The Paleogene greenhouse world leading up to the Paleocene-Eocene thermal maximum with average global temperatures 5-8ºC higher than present is considered an analogue for a future warm earth. The combination of the high latitude location of Svalbard in the Paleogene and a warm world is an analogue that does not exist today, making deep-time palaeoclimate work in this area essential for understanding and constraining implications for Earth system models for the Arctic.
Palaeocene coal seams from the Firkanten Fm, Svalbard, Arctic Norway provide a globally important record of environmental change and atmospheric conditions in a terrestrial setting in the high Arctic during greenhouse conditions. The Firkanten Formation comprises continental to shallow marine sandstones, shale and coal deposited in an early foreland basin with alternating sea level at c 78 degrees north. Peat (coal) represents a relatively undisturbed environment from which geochemical signatures of climate change can be extracted. High resolution inorganic geochemical data from coal seams are known to record circulation patterns, dust deposition rates, (atmospheric nutrient supply), wildfires, provenance and its response to changing climate (Marshall et al., 2016). Marshall (2013) interpret the 1,4 m thick Longyear seam as representing continuous deposition for 90 000 – 100 000 years. The up to 5 m thick Svea seam may represent up to 400.000-500.000 years. Such time frames make palaeoclimate records from coal seams comparable to e.g. ice cores and deep marine records, with the added benefit that palaeoclimate data from palaeowetlands, record changes in a terrestrial environment comparable to where people live. Recent sampling of the coal from the still open Mine 7 in Longyearbyen is being analysed currently to confirm this hypothesis, and samples from the recently closed Lunckefjell Mine and soon to be closed Svea Nord mine is taken for future analysis and will provide data for high-resolution palaeoclimate studies in the years to come.
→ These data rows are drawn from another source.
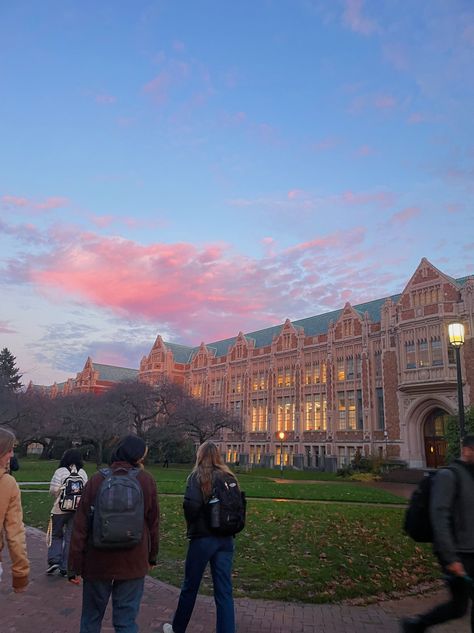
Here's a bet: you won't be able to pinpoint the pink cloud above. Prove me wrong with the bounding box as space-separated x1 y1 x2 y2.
390 207 421 226
342 0 379 35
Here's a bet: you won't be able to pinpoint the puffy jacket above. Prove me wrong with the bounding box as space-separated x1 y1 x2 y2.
430 459 474 565
0 473 30 589
68 462 159 580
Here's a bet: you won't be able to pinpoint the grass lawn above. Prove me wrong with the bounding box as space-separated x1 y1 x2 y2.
15 459 405 504
16 460 439 603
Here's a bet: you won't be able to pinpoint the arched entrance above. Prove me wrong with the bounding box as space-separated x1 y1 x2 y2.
423 408 448 468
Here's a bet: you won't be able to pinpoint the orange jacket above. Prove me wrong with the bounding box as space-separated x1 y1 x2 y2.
0 473 30 589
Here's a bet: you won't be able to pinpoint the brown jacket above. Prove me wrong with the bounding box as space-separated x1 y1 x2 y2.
68 462 159 580
0 473 30 589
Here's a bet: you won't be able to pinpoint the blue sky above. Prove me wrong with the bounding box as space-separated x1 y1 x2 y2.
0 0 474 384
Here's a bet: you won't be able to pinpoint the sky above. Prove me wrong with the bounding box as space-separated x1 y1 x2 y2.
0 0 474 384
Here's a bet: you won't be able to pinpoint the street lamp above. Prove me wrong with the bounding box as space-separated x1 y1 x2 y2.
278 431 285 473
448 323 466 444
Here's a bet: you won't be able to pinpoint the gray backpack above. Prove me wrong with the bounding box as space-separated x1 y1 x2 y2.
92 468 145 549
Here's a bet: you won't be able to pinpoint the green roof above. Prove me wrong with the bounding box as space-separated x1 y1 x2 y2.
165 275 471 363
92 363 138 382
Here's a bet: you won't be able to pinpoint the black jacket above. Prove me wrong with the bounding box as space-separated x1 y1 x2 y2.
430 459 474 565
183 473 213 539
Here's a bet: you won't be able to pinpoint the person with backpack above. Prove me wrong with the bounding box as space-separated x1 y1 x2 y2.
163 442 245 633
0 426 30 593
401 435 474 633
46 448 87 577
69 435 159 633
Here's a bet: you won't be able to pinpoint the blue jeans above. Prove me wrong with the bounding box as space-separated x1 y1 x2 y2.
48 512 75 572
80 578 145 633
173 536 235 633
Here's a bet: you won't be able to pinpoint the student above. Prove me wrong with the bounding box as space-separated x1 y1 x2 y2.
0 427 30 593
69 435 159 633
46 448 87 576
401 435 474 633
163 442 239 633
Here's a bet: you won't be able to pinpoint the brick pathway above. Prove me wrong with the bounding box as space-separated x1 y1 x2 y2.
0 528 469 633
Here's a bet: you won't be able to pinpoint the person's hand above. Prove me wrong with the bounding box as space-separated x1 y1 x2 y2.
446 560 466 576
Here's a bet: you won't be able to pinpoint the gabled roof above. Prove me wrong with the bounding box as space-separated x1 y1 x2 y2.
92 363 138 382
161 275 470 363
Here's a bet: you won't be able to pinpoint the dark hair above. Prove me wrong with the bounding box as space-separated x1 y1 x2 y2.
462 434 474 448
59 448 84 470
110 435 147 466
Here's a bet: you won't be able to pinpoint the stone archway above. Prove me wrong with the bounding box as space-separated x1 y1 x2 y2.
423 408 449 468
404 395 455 468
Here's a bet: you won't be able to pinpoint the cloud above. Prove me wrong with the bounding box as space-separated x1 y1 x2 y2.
0 220 412 344
1 195 69 213
390 207 421 226
342 0 379 35
0 321 18 334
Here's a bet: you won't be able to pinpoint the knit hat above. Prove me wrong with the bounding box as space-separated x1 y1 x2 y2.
112 435 146 465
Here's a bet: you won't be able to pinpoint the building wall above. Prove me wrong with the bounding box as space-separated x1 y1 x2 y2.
140 259 474 466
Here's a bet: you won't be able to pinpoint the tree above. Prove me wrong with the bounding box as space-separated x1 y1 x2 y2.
0 347 22 392
170 396 242 444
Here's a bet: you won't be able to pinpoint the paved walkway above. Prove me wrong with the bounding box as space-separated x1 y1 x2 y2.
0 528 469 633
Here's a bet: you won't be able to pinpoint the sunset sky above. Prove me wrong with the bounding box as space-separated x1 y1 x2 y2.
0 0 474 384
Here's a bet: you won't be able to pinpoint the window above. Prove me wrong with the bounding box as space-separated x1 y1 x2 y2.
431 336 443 365
357 389 364 430
405 341 416 369
418 339 430 367
375 387 385 430
374 352 382 378
346 357 354 380
346 391 356 430
337 391 347 431
337 358 346 380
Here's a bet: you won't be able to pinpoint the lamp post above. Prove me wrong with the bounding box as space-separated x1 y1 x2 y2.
278 431 285 473
448 323 466 445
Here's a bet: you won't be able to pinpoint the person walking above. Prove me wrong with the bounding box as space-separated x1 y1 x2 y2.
401 435 474 633
69 435 159 633
0 427 30 593
163 442 243 633
46 448 87 577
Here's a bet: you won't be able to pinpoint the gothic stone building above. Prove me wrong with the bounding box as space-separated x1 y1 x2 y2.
139 259 474 467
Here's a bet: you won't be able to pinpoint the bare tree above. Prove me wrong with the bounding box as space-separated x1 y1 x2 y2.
170 396 241 444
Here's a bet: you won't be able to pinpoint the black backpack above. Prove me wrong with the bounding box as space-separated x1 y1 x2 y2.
207 474 247 536
58 465 84 512
403 466 459 543
92 468 145 549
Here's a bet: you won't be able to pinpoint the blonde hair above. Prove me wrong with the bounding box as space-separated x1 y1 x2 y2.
0 426 16 457
191 441 234 500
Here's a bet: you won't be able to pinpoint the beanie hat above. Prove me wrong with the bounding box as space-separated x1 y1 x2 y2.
112 435 146 465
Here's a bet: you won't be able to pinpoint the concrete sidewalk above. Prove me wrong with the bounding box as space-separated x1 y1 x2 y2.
0 528 470 633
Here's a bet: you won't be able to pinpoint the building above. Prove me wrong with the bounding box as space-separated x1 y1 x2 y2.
139 259 474 467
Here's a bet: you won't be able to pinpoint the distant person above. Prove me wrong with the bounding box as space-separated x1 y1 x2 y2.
69 435 159 633
401 435 474 633
10 453 20 473
163 442 244 633
46 448 87 577
0 427 30 593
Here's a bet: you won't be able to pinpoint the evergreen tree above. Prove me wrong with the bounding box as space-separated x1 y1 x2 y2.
0 347 22 391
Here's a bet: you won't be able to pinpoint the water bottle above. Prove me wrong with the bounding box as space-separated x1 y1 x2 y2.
209 497 221 529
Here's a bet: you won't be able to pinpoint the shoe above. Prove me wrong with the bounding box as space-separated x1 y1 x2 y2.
46 563 59 576
400 617 426 633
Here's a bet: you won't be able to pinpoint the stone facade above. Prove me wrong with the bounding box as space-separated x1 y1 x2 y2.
139 254 474 467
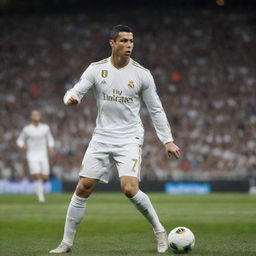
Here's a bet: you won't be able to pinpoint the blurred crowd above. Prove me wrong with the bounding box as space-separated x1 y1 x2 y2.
0 9 256 181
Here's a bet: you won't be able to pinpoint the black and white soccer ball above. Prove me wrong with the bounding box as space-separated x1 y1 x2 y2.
168 227 195 253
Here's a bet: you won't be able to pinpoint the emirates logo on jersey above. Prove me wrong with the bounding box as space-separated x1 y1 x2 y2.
101 70 108 78
128 80 134 89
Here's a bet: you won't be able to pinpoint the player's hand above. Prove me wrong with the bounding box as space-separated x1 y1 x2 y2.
48 147 55 156
67 96 80 106
164 142 180 159
22 144 28 151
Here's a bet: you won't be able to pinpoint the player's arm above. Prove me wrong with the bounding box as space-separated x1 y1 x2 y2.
46 126 54 154
63 65 94 106
142 72 180 158
16 128 28 151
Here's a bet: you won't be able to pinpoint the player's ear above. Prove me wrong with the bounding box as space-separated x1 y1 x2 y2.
109 39 114 47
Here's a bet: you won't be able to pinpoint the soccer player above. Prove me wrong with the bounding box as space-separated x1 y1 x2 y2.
17 110 54 203
50 25 180 253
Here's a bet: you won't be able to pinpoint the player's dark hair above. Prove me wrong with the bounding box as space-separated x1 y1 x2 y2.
110 24 133 40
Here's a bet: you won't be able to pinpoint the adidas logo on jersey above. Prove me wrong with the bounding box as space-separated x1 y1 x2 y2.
128 80 134 89
100 79 107 84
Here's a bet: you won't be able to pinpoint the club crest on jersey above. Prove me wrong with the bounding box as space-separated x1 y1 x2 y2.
128 80 134 89
101 70 108 78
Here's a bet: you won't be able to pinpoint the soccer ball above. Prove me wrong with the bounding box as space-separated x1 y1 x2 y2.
168 227 195 253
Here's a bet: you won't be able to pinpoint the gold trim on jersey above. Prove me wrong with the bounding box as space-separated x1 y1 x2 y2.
92 59 108 66
101 69 108 78
132 60 149 71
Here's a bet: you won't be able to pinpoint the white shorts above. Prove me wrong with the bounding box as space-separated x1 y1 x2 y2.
79 141 141 183
28 159 50 175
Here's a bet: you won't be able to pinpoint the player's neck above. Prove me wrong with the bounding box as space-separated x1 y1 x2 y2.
110 54 130 69
32 121 40 126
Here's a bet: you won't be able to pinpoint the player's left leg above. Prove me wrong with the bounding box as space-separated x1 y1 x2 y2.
113 144 168 253
28 160 45 203
120 176 168 253
31 173 45 203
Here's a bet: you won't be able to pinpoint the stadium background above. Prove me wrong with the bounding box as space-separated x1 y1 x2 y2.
0 0 256 191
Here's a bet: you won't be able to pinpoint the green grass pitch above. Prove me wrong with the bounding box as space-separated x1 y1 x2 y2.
0 193 256 256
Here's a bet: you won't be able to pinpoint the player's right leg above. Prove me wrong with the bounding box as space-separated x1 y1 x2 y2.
50 141 113 253
50 177 98 253
28 161 45 203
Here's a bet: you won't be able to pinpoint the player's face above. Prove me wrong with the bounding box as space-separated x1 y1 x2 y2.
30 110 41 122
110 32 133 57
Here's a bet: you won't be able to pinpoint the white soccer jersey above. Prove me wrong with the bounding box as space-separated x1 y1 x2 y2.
64 58 173 144
17 123 54 161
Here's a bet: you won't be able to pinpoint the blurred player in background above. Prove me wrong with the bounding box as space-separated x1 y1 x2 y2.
17 110 54 203
50 25 180 253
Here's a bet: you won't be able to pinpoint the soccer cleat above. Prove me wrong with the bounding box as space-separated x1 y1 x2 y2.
49 242 72 253
155 231 169 253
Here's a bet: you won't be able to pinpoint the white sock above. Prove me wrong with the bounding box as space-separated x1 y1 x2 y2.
34 180 45 203
130 190 165 233
62 193 87 245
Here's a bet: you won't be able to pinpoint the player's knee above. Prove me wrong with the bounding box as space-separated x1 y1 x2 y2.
76 181 94 197
121 183 139 198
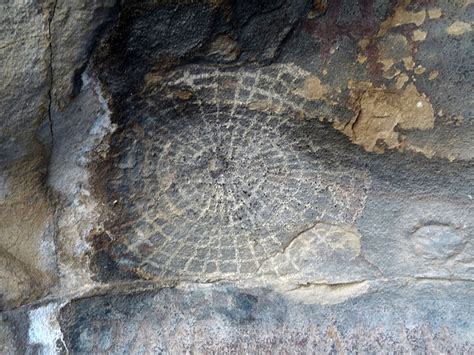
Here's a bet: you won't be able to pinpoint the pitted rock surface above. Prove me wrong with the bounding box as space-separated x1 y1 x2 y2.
0 0 474 354
103 68 370 278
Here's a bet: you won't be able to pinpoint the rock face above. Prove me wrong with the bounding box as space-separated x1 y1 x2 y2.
0 0 474 354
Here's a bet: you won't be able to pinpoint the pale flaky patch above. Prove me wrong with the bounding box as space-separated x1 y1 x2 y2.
334 84 434 152
446 21 472 36
295 75 328 100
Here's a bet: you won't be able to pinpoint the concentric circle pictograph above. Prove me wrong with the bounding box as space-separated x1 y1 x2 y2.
103 64 369 279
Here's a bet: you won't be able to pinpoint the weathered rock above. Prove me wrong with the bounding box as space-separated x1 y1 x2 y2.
0 0 474 354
Sedimentary deposits from the Central Tertiary Basin are being put into this climatic context in terms of investigating drainage basin characteristics and sediment transport systems in a warm Arctic. New studies using drone images to provide 3D architecture from even inaccessible mountain sides will improve the possibilities for quantification of precipitation and discharge parameters from the basin.